Two pulsating games kept the rapt attention of huge attendances of people in Croke Park, on television screens across Ireland and by various means for Irish exiles and their friends in many corners of the world.

There was magic on display in well-taken and timely goals by Shane Dowling, of Limerick, and the Wexford hero, Lee Chin. There was fanatical support by the supporters of both those counties who travelled in hopes that their potential arrival as part of the establishment in the top tier of hurling could be assured. Their narrow last-minute defeats do not negate these bids. Their heroism on the day speaks for itself and it assured that there will be other, more successful days, for the hurlers of Wexford and Limerick.

That most talented group of under-achievers of recent years in Tipperary will grace another final. They will face evergreen Kilkenny, guided by the indomitable Brian Cody, who has forgotten more about hurling than most of us will ever know. It will be an old-firm derby watched by all sports fans across Ireland and beyond.

As the 2019 hurling championship draws to a close, and we are looking towards that final on August 18, the appraisals of the season are already being contemplated. We can again see that the round-robin championships in Munster and Leinster are a valuable way of showcasing much that is good in the game. This year, in contrast to 2018, the better contested matches happened in Leinster. Galway, now established as competitors east of the Shannon, went to Nowlan Park and beat Kilkenny.

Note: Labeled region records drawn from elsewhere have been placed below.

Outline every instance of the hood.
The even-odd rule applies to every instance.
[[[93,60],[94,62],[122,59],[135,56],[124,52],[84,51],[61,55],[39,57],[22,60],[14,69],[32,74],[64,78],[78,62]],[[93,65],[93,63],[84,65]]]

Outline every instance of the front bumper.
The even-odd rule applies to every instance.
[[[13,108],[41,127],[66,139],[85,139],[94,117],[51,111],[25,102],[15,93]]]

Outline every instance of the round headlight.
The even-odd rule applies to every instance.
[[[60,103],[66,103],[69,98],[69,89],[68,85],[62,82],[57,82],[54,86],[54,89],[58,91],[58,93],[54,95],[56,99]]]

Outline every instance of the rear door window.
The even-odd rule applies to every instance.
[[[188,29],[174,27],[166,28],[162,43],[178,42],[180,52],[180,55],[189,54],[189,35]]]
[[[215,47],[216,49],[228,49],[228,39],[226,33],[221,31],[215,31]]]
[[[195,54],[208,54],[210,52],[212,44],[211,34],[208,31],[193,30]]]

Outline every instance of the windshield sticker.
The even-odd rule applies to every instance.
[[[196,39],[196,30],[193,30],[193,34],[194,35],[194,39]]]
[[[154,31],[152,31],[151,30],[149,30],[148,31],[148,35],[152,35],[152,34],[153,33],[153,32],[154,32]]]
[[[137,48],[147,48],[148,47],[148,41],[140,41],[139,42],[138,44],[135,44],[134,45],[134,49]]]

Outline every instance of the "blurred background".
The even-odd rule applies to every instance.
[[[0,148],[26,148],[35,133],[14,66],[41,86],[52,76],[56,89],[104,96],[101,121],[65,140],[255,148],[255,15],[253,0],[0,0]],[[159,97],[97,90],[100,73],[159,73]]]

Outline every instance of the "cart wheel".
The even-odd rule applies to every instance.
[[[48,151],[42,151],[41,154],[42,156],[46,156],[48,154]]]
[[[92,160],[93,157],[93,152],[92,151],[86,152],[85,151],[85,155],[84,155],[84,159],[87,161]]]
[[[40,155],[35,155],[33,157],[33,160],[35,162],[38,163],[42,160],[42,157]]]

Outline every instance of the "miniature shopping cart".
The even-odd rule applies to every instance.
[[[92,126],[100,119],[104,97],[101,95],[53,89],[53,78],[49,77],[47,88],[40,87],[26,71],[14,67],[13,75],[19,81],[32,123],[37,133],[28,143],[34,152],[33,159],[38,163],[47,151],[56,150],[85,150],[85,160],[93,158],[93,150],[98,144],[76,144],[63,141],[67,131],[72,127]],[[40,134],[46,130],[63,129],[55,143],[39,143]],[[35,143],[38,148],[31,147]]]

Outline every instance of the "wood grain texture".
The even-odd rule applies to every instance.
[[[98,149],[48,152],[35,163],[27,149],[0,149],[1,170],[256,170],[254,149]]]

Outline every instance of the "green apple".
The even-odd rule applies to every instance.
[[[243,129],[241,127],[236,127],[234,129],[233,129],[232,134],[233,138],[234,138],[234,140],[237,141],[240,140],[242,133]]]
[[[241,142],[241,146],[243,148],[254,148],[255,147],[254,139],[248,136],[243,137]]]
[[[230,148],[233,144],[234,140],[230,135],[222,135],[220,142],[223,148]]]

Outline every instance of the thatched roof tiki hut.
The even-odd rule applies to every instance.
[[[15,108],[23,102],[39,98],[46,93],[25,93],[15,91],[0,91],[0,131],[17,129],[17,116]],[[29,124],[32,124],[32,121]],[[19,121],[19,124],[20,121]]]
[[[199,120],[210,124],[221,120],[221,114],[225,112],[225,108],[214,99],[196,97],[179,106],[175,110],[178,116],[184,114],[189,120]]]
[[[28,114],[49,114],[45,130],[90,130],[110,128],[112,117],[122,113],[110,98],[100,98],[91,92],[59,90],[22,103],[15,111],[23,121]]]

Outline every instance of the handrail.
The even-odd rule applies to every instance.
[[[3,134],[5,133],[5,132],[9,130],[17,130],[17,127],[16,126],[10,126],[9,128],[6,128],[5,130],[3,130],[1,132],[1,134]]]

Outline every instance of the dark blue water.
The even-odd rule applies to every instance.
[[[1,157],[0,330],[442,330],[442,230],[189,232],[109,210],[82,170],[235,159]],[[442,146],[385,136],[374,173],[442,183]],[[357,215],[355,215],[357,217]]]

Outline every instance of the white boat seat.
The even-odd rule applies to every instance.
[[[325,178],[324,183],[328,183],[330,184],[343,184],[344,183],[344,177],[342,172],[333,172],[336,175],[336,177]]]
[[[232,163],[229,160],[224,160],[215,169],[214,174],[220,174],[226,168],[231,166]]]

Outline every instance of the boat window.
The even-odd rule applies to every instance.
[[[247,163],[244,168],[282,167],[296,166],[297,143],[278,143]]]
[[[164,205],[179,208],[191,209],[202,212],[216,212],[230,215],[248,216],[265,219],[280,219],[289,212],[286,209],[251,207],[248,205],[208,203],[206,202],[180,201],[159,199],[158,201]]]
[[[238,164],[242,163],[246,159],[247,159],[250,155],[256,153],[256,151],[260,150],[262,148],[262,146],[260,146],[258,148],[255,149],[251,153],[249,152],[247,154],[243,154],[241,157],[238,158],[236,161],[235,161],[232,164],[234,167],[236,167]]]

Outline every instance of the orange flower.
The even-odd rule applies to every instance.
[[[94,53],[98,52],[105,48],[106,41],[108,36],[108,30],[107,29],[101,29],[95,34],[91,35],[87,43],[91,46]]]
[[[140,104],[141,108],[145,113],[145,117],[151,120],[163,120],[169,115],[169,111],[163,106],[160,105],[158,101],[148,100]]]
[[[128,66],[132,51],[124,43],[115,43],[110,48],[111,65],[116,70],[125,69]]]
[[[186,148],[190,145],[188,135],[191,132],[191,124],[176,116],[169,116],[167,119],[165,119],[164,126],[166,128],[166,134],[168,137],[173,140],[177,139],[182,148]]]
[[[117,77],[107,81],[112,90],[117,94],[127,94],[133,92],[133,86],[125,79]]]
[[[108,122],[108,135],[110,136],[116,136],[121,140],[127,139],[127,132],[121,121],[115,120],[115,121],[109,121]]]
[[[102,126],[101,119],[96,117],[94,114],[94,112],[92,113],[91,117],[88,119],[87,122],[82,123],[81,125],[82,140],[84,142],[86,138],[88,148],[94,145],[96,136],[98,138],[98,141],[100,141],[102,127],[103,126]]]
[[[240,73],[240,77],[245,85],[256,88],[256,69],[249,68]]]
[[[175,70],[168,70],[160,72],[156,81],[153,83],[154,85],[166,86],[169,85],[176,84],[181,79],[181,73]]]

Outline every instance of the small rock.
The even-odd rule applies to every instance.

The hurlers of Dublin, who have been working hard and knocking on that door for more than a decade, then caused a surprise by ousting Galway. Then Laois astonished everyone by seeing off the Dublin hurlers with a performance which we all hope is a portent of things to come.

This weekend there was an added garnish as that great GAA-man and golfing hero, Shane Lowry, was warmly welcomed on to Croke Park by 55,000 applauding fans. These are moments to live for.